Company president Sid Keay hosted Poilievre for a campaign-style stop saying that the economy has dropped in the last year or so.

“Life has never been worse, than it is today,” Poilievre told the crowd of workers at the company that leases, sells and repairs highway truck trailers, recounting that Keay told him he’s never seen the economy so bad. “And it’s getting worse every single day.”

Keay said that it’s been slow for the last 15 months, as higher interest rates take effect, along with taxes, including the carbon tax.

“The economy, it’s in the tank,” he said.

For instance, previously, it would be hard to fill unskilled positions at the company. Now, if the company puts out a job notice, it gets 200 responses in a few hours.

Poilievre was back in Delta just a few weeks after visiting Silver City Galvanizing in early April, in support of recently named Conservative candidate Jessy Sahota.

At the Ocean Trailer visit, Poilievre repeated his promise to eliminate the carbon tax that he said would lower transportation costs while cutting spending and waste to reduce inflation, taxes and interest rates.

He added that Vancouver is the third-most expensive housing market in the world when housing prices are compared to incomes.

Delta Liberal MP Carla Qualtrough however, disagreed with Poilievre’s description when contacted by the Optimist for a follow-up interview.

“I think that Pierre Poilievre’s catastrophizing, and not giving Canadians and Canadian businesses enough credit,” she said.

People are struggling now but Canadians are resilient, and the economy is showing signs of coming back strong, whether it’s inflation slowing, unemployment steady and rising wages. But on the ground, it may not feel that way so that’s why government has launched assistance programs, she said.

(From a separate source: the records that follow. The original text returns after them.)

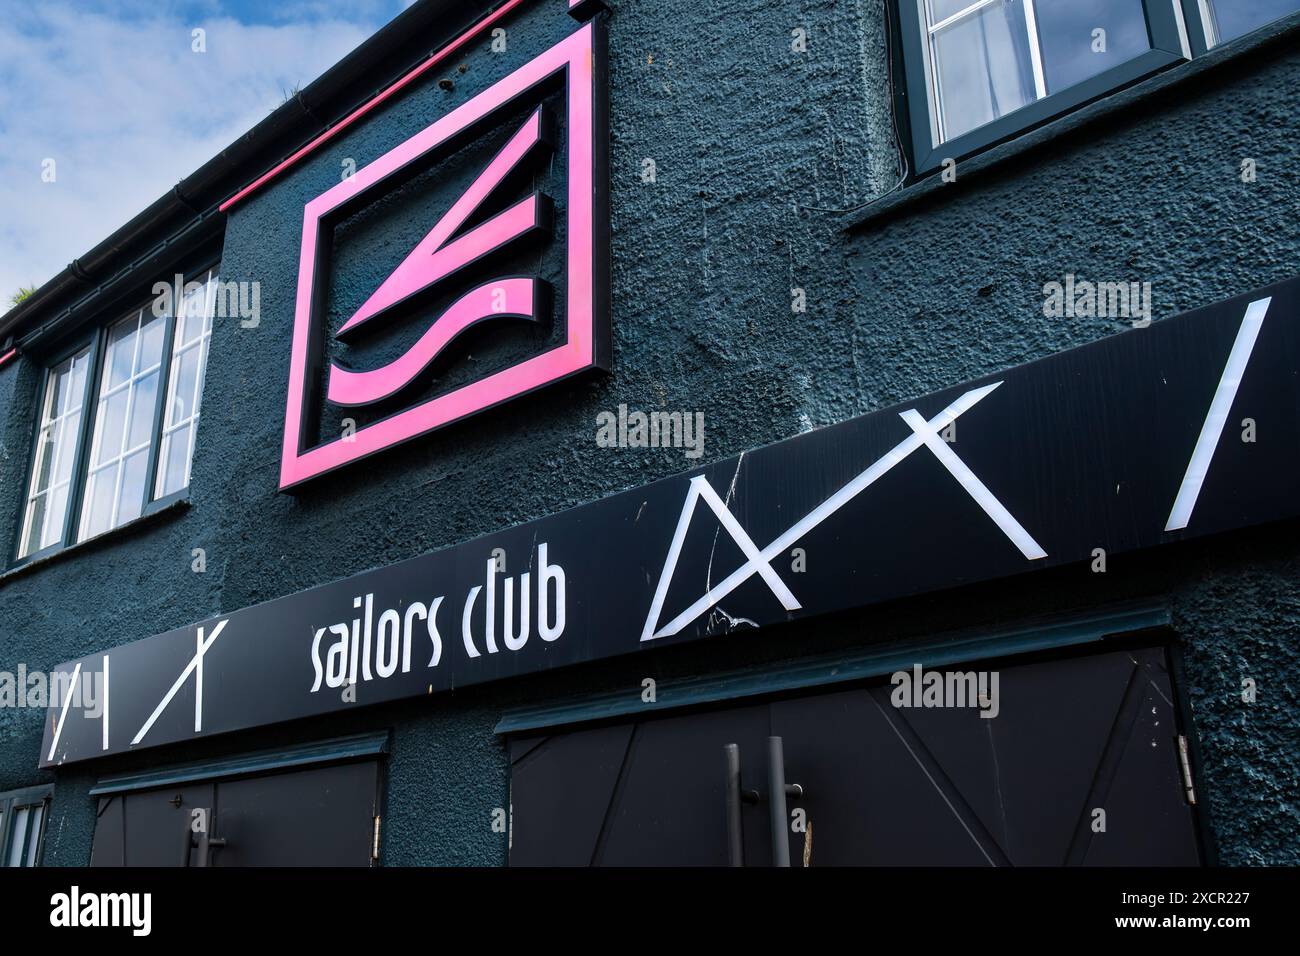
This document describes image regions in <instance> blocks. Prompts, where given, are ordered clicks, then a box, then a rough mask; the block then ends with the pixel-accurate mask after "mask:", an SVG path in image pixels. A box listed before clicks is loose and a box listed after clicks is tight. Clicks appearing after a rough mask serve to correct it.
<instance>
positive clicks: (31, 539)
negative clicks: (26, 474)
mask: <svg viewBox="0 0 1300 956" xmlns="http://www.w3.org/2000/svg"><path fill="white" fill-rule="evenodd" d="M48 502H49V498H48V497H47V496H44V494H42V496H40V497H39V498H32V499H31V502H30V503H29V505H27V522H26V524H23V528H22V549H21V555H23V557H25V555H27V554H31V553H32V551H39V550H40V549H42V548H44V546H45V545H44V544H43V542H42V540H40V538H42V536H43V532H44V527H45V506H47V505H48Z"/></svg>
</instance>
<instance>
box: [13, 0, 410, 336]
mask: <svg viewBox="0 0 1300 956" xmlns="http://www.w3.org/2000/svg"><path fill="white" fill-rule="evenodd" d="M409 5H411V0H270V1H268V0H40V1H39V3H32V0H0V313H3V312H4V311H6V310H8V308H9V297H10V295H12V294H13V293H14V291H16V290H17V289H18V287H19V286H29V285H38V286H39V285H42V284H43V282H45V281H47V280H48V278H51V277H52V276H53V274H55V273H57V272H59V271H60V269H61V268H62V267H65V265H66V264H68V263H69V261H72V260H73V259H74V258H75V256H79V255H82V254H85V252H87V251H88V250H90V248H91V247H92V246H95V245H96V243H98V242H100V241H101V239H104V238H107V237H108V235H109V234H110V233H112V232H113V230H114V229H117V228H118V226H120V225H122V224H123V222H126V221H127V220H129V219H131V217H133V216H134V215H135V213H138V212H140V211H142V209H143V208H144V207H146V206H148V204H149V203H151V202H153V200H155V199H157V198H159V196H160V195H162V193H165V191H166V190H168V189H170V187H172V186H173V185H174V183H175V182H178V181H179V179H182V178H183V177H185V176H187V174H188V173H191V172H192V170H194V169H196V168H198V166H200V165H201V164H203V163H205V161H207V160H208V159H211V157H212V156H214V155H216V153H217V152H220V151H221V150H222V148H224V147H226V146H227V144H229V143H231V142H233V140H234V139H235V138H238V137H239V135H240V134H242V133H244V131H246V130H247V129H250V127H251V126H253V125H255V124H256V122H257V121H260V120H261V118H263V117H265V116H266V114H268V113H269V112H270V111H272V109H274V108H276V107H277V105H278V104H279V103H281V101H282V99H283V96H285V91H286V90H291V88H294V87H295V86H305V85H307V83H308V82H311V81H312V79H315V78H316V77H317V75H320V74H321V73H322V72H324V70H326V69H328V68H329V66H331V65H333V64H334V62H335V61H338V60H339V59H341V57H342V56H343V55H346V53H347V52H348V51H351V49H352V48H355V47H356V46H357V44H359V43H361V42H363V40H364V39H365V38H367V36H369V35H370V34H373V33H374V31H376V30H378V29H380V27H381V26H383V23H386V22H387V21H390V20H393V17H395V16H396V14H398V13H400V12H402V10H403V9H404V8H407V7H409ZM195 29H203V30H204V31H205V46H207V51H205V52H203V53H196V52H194V49H192V31H194V30H195ZM48 160H53V173H55V178H53V182H44V181H43V178H42V172H43V170H44V169H48V168H49V164H48Z"/></svg>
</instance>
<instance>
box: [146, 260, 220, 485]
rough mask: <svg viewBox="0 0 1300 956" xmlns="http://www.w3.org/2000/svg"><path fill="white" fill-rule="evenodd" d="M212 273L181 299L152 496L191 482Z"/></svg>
mask: <svg viewBox="0 0 1300 956" xmlns="http://www.w3.org/2000/svg"><path fill="white" fill-rule="evenodd" d="M216 282H217V277H216V274H213V273H209V274H208V276H207V281H205V282H204V285H201V286H200V287H199V289H198V290H196V291H195V293H194V294H192V295H187V297H186V300H185V303H182V308H181V312H182V316H183V330H182V325H181V324H178V326H177V334H175V341H174V343H173V358H172V373H170V376H169V377H168V393H166V418H165V421H164V428H165V431H166V432H168V433H166V434H165V436H164V438H162V449H161V454H160V455H159V473H157V480H156V483H155V488H153V497H155V498H161V497H164V496H166V494H173V493H174V492H179V490H182V489H183V488H185V486H186V485H188V484H190V455H191V454H192V446H194V433H195V429H196V428H198V423H199V407H200V405H201V401H203V380H204V372H205V365H207V362H208V347H209V345H211V342H212V311H213V299H214V297H213V294H212V293H213V291H214V287H216Z"/></svg>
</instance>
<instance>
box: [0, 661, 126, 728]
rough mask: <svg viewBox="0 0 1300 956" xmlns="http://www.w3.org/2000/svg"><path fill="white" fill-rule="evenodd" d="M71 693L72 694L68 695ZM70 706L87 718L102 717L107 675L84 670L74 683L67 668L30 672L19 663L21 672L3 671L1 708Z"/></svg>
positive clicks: (0, 692)
mask: <svg viewBox="0 0 1300 956" xmlns="http://www.w3.org/2000/svg"><path fill="white" fill-rule="evenodd" d="M69 695H70V696H69ZM65 701H66V702H68V706H69V708H72V709H77V710H83V711H85V715H86V717H90V718H99V717H101V715H103V713H104V711H103V706H104V675H103V674H101V672H96V671H82V674H81V676H79V678H78V679H77V680H75V682H74V680H73V675H72V674H69V672H66V671H59V672H55V674H45V672H44V671H39V670H38V671H29V670H27V665H25V663H19V665H18V672H17V674H14V672H13V671H0V708H32V709H38V710H44V709H45V708H48V706H59V708H61V706H64V704H65Z"/></svg>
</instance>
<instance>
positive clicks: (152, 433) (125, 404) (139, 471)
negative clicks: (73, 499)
mask: <svg viewBox="0 0 1300 956" xmlns="http://www.w3.org/2000/svg"><path fill="white" fill-rule="evenodd" d="M165 329H166V320H165V319H159V317H156V316H155V315H153V312H152V310H146V311H142V312H138V313H135V315H133V316H130V317H127V319H125V320H123V321H121V323H118V324H117V325H114V326H113V328H112V329H110V330H109V347H108V352H107V355H105V359H104V362H105V365H104V376H103V385H101V388H100V397H99V405H98V407H96V410H95V438H94V441H92V442H91V457H90V460H91V467H92V468H94V470H95V471H92V472H91V475H90V477H88V479H87V484H86V494H85V498H83V505H82V518H81V532H79V540H85V538H87V537H90V536H92V535H99V533H103V532H105V531H108V529H110V528H116V527H117V525H118V524H122V523H123V522H129V520H131V519H133V518H138V516H139V515H140V512H142V511H143V510H144V497H146V490H147V485H148V480H147V477H146V475H144V472H146V471H147V468H148V454H147V453H148V447H149V445H151V444H152V441H153V423H155V416H156V414H157V402H159V377H160V375H161V372H160V369H159V363H160V362H161V358H162V333H164V332H165ZM127 342H130V343H131V346H130V347H127ZM123 355H125V356H126V358H125V359H123V358H122V356H123ZM138 450H143V453H142V454H140V455H139V458H138V459H136V458H133V457H131V455H133V453H135V451H138Z"/></svg>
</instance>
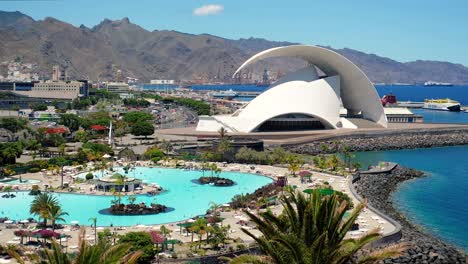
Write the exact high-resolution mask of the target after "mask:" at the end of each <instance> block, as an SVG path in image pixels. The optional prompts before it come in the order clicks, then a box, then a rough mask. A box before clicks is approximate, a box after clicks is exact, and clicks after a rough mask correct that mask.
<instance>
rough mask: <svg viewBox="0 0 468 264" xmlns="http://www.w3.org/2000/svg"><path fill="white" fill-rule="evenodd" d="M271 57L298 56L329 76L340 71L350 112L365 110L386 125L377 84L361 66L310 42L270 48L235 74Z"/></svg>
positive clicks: (246, 61) (251, 61)
mask: <svg viewBox="0 0 468 264" xmlns="http://www.w3.org/2000/svg"><path fill="white" fill-rule="evenodd" d="M272 57H297V58H300V59H303V60H305V61H307V62H308V63H309V64H311V65H315V66H317V67H318V68H319V69H320V70H321V71H323V72H324V73H325V74H326V75H328V76H335V75H339V76H340V78H341V82H340V83H341V100H342V103H343V106H344V107H345V108H346V109H348V113H355V114H358V113H362V116H363V117H364V118H366V119H369V120H371V121H374V122H376V123H378V124H380V125H382V126H384V127H386V126H387V118H386V116H385V114H384V110H383V107H382V104H381V103H380V98H379V96H378V94H377V91H376V90H375V87H374V85H373V84H372V83H371V81H370V80H369V79H368V78H367V76H366V75H365V74H364V72H362V71H361V69H359V68H358V67H357V66H356V65H354V64H353V63H352V62H351V61H350V60H348V59H347V58H345V57H344V56H342V55H340V54H338V53H336V52H334V51H332V50H329V49H326V48H321V47H317V46H309V45H292V46H286V47H278V48H272V49H268V50H265V51H262V52H260V53H258V54H256V55H254V56H253V57H251V58H250V59H248V60H247V61H246V62H244V64H242V65H241V66H240V67H239V69H237V71H236V72H235V73H234V75H235V74H237V73H238V72H239V71H241V70H242V69H244V68H245V67H247V66H249V65H251V64H253V63H255V62H258V61H260V60H263V59H266V58H272Z"/></svg>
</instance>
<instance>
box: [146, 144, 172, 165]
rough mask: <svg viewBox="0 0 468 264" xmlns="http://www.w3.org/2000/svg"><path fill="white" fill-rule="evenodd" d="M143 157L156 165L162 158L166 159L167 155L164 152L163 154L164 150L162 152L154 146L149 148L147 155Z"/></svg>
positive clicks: (161, 150) (157, 148) (147, 151)
mask: <svg viewBox="0 0 468 264" xmlns="http://www.w3.org/2000/svg"><path fill="white" fill-rule="evenodd" d="M143 156H144V157H145V158H146V159H149V160H151V161H153V162H155V163H156V162H158V161H160V160H161V159H162V158H164V157H165V156H166V155H165V154H164V152H162V150H160V149H159V148H158V147H156V146H154V147H151V148H148V149H147V150H146V151H145V153H143Z"/></svg>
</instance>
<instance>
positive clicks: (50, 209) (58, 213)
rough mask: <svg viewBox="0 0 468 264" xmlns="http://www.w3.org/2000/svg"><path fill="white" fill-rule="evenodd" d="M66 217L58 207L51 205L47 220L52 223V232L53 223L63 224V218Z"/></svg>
mask: <svg viewBox="0 0 468 264" xmlns="http://www.w3.org/2000/svg"><path fill="white" fill-rule="evenodd" d="M67 215H68V213H67V212H64V211H63V210H62V208H61V207H60V206H59V205H52V206H51V207H50V208H49V211H48V216H49V219H50V221H51V222H52V230H54V231H55V222H57V221H63V222H65V218H63V217H64V216H67Z"/></svg>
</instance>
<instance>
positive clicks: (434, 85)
mask: <svg viewBox="0 0 468 264" xmlns="http://www.w3.org/2000/svg"><path fill="white" fill-rule="evenodd" d="M424 86H453V84H451V83H439V82H433V81H427V82H425V83H424Z"/></svg>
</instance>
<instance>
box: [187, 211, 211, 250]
mask: <svg viewBox="0 0 468 264" xmlns="http://www.w3.org/2000/svg"><path fill="white" fill-rule="evenodd" d="M207 225H208V222H207V221H206V219H205V218H197V220H195V222H193V224H192V226H191V227H190V230H191V231H192V232H194V233H195V234H197V235H198V241H199V248H201V240H202V237H203V235H204V234H207V231H206V230H207Z"/></svg>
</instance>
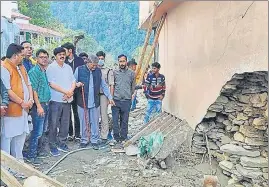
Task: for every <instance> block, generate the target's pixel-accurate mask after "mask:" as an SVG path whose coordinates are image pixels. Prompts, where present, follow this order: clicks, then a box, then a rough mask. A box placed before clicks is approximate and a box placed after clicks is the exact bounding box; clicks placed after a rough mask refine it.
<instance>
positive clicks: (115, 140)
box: [109, 140, 117, 146]
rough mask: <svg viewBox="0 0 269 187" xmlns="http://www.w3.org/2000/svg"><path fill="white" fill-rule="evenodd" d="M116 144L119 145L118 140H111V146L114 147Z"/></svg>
mask: <svg viewBox="0 0 269 187" xmlns="http://www.w3.org/2000/svg"><path fill="white" fill-rule="evenodd" d="M116 143H117V141H116V140H110V141H109V145H110V146H114V145H115V144H116Z"/></svg>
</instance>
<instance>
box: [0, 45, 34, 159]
mask: <svg viewBox="0 0 269 187" xmlns="http://www.w3.org/2000/svg"><path fill="white" fill-rule="evenodd" d="M6 57H7V58H6V59H5V61H4V63H3V64H2V67H1V79H2V81H3V83H4V85H5V87H6V89H7V90H8V96H9V100H10V102H9V104H8V108H7V113H6V116H4V118H3V123H4V124H3V126H2V129H1V149H2V150H3V151H5V152H7V153H8V154H11V155H12V156H14V157H15V158H17V159H18V160H20V161H22V162H23V155H22V149H23V146H24V143H25V138H26V134H27V133H29V126H28V112H29V109H30V108H31V107H32V105H33V103H34V100H33V90H32V87H31V83H30V80H29V77H28V75H27V72H26V70H25V68H24V66H23V65H22V59H23V47H22V46H21V45H18V44H14V43H12V44H10V45H9V46H8V49H7V54H6Z"/></svg>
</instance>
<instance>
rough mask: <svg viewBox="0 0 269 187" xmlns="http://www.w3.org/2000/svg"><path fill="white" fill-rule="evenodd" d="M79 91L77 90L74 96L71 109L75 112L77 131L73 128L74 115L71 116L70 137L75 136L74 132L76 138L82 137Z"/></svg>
mask: <svg viewBox="0 0 269 187" xmlns="http://www.w3.org/2000/svg"><path fill="white" fill-rule="evenodd" d="M77 94H78V92H77V90H75V94H74V100H73V101H72V103H71V107H72V110H73V114H74V127H75V130H74V128H73V120H72V114H70V124H69V133H68V135H69V136H73V135H74V131H75V137H80V122H79V117H78V106H77V99H76V98H77ZM70 112H71V111H70Z"/></svg>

During the visit, Keay also asked about the continued existence of open net fish farms on B.C.’s coast. He owns Duncanby Lodge in Rivers Inlet.

“If Mother Nature wanted Atlantic salmon in her Pacific Ocean, she would have put them there,” Keay said.

Poilievre though said that Conservative policy is a science-based policy that will protect habitat for Pacific salmon while ensuring that, “sustainable fish harvesting is allowed to succeed.

“We’ll be guided by science on that,” he said.

According to the B.C. Salmon Farmers, science over the last 30 years shows that farmed salmon and wild salmon can co-exist.

Qualtrough though said there’s broad consensus that open net fish farms have to go, pointing out that B.C. is the only place on the west coast of North America where they’re still allowed.

She said the commitment was to have the transition away from open net pens complete by 2025 but it also requires helping communities that are dependent on fish farms to adjust.

“This is happening. It’s just a matter of over the course of how long and will we meet the end of 2025 deadline,” Qualtrough said. “It’s going to happen.”

“There are very few issues that I’ve seen such broad consensus on,” she said.

Keay though said he’ll keep pressing the issue with Poilievre. “We need land-based aquaculture industry here,” Keay said. “Beyond a doubt. The science is there.

“And I don’t intend on letting him off the hook now. We’re optimistic that he’s listening, and we’ll make sure that the right thing happens

“It’s so incredibly important. To lose a species of fish - entire runs of fish – when we could have done something about it – it’s on us.”